Dagster Data Pipeline Platform
The Challenge
Med-Metrix processes millions of healthcare claims across multiple provider networks. Their existing data flows were a patchwork of scheduled SQL jobs, manual CSV imports, and brittle stored procedures — making it nearly impossible to trace data lineage or catch quality issues before they impacted revenue reports.
What I Built
I designed and deployed a production data platform using Dagster as the orchestration layer with a Medallion Architecture (Bronze → Silver → Gold) that brought structure and reliability to the entire data lifecycle.
Bronze Layer — Raw ingestion from legacy SQL Server databases, flat files from vendor FTP drops, and API feeds. Everything lands as-is, timestamped and immutable, into S3-backed storage.
Silver Layer — This is where the heavy lifting happens. DBT models clean, validate, and conform the data — standardizing claim formats across providers, deduplicating records, and flagging anomalies. Data quality checks run at every boundary.
Gold Layer — Business-ready aggregations powering executive dashboards: revenue by payer, denial rates by procedure code, aging reports, and provider performance metrics.
Key Technical Decisions
- Dagster over Airflow: Software-defined assets gave us explicit dependency graphs and built-in data lineage tracking. The development experience was significantly better — assets are testable Python functions, not DAG XML.
- AWS Glue + Athena for ad-hoc analytics: Instead of loading everything into a data warehouse upfront, we built a queryable data lake. Analysts could explore Silver/Gold data with SQL without waiting for ETL to finish.

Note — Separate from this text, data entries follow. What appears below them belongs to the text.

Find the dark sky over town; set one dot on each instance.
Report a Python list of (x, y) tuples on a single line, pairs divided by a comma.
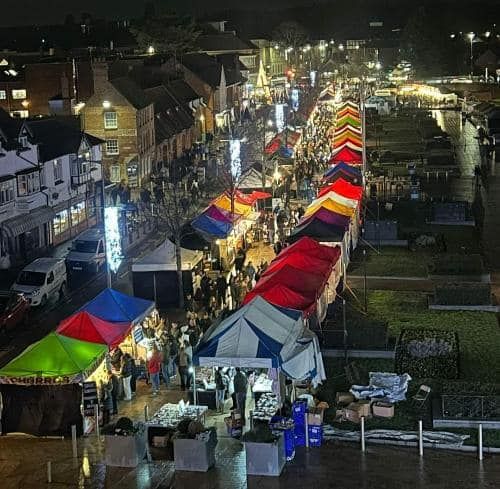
[(29, 12)]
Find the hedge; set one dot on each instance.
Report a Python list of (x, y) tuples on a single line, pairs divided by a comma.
[(428, 353), (457, 265), (463, 294)]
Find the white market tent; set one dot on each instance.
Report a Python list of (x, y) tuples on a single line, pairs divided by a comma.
[(260, 335), (163, 259)]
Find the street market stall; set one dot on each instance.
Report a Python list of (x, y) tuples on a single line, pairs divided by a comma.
[(41, 388), (155, 276)]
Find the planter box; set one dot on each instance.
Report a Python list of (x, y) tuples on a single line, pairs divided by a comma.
[(265, 458), (193, 455), (125, 451)]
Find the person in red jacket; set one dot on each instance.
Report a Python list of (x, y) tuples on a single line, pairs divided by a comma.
[(154, 367)]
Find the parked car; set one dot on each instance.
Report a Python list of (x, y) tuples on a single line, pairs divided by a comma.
[(14, 310), (87, 252), (42, 280)]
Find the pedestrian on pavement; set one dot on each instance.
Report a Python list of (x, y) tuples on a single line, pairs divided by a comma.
[(126, 375), (154, 367), (184, 362), (240, 389), (220, 390), (250, 271), (221, 286), (106, 400), (115, 382)]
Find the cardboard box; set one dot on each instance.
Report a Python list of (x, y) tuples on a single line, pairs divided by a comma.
[(344, 398), (383, 410), (315, 416)]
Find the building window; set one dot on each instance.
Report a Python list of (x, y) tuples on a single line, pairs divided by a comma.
[(60, 222), (20, 114), (78, 213), (112, 147), (110, 120), (115, 173), (19, 94), (28, 183), (6, 191), (57, 166)]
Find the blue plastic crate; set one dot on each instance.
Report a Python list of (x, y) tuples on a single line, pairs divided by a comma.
[(315, 436)]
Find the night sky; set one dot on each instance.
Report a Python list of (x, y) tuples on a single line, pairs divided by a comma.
[(29, 12)]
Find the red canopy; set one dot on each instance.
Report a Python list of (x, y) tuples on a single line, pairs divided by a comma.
[(347, 155), (83, 326), (343, 188), (307, 282), (282, 296), (300, 261), (311, 247), (256, 195)]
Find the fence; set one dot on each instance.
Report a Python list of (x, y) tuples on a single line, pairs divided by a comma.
[(486, 408)]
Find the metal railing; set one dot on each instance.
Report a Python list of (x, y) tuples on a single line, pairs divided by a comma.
[(470, 407)]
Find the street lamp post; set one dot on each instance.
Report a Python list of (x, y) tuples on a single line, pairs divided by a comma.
[(471, 37)]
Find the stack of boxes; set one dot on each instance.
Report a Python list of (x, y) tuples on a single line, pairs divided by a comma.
[(314, 423), (299, 410)]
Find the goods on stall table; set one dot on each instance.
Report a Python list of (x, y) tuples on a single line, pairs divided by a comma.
[(266, 406), (169, 415)]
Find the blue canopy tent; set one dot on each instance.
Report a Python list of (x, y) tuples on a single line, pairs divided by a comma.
[(355, 172), (260, 335), (206, 224), (111, 305)]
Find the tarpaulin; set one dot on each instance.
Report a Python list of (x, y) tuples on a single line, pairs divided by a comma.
[(116, 307), (83, 326)]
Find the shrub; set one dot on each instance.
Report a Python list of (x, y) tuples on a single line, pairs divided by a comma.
[(457, 265), (463, 294), (428, 353)]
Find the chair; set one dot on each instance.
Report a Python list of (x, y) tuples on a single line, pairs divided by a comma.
[(420, 398)]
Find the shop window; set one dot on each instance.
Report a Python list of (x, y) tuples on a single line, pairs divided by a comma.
[(115, 173), (110, 120), (57, 165), (60, 223), (6, 191), (28, 183), (78, 213), (19, 94), (112, 147)]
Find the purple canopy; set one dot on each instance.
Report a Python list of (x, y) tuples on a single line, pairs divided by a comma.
[(329, 217), (220, 214)]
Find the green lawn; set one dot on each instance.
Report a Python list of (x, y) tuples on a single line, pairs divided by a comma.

- Terraform + GitHub Actions for IaC: Every piece of infrastructure — ECS tasks, S3 buckets, Glue jobs, IAM roles — was version-controlled and deployed through CI/CD.
Impact
- Replaced fragile nightly SQL jobs with observable, retry-capable pipelines
- Cut report generation time from hours to minutes by pre-computing Gold aggregations
- Gave the data team self-service access to clean data via Athena — no more ad-hoc requests to engineering
- Migrated the entire pipeline from on-premises to AWS ECS Fargate, eliminating server maintenance overhead
What I Learned
Building data platforms in healthcare taught me that data quality is not optional — it is the product. A pipeline that runs successfully but produces bad numbers is worse than one that fails loudly. Every boundary between layers became a checkpoint, and that discipline made all the difference.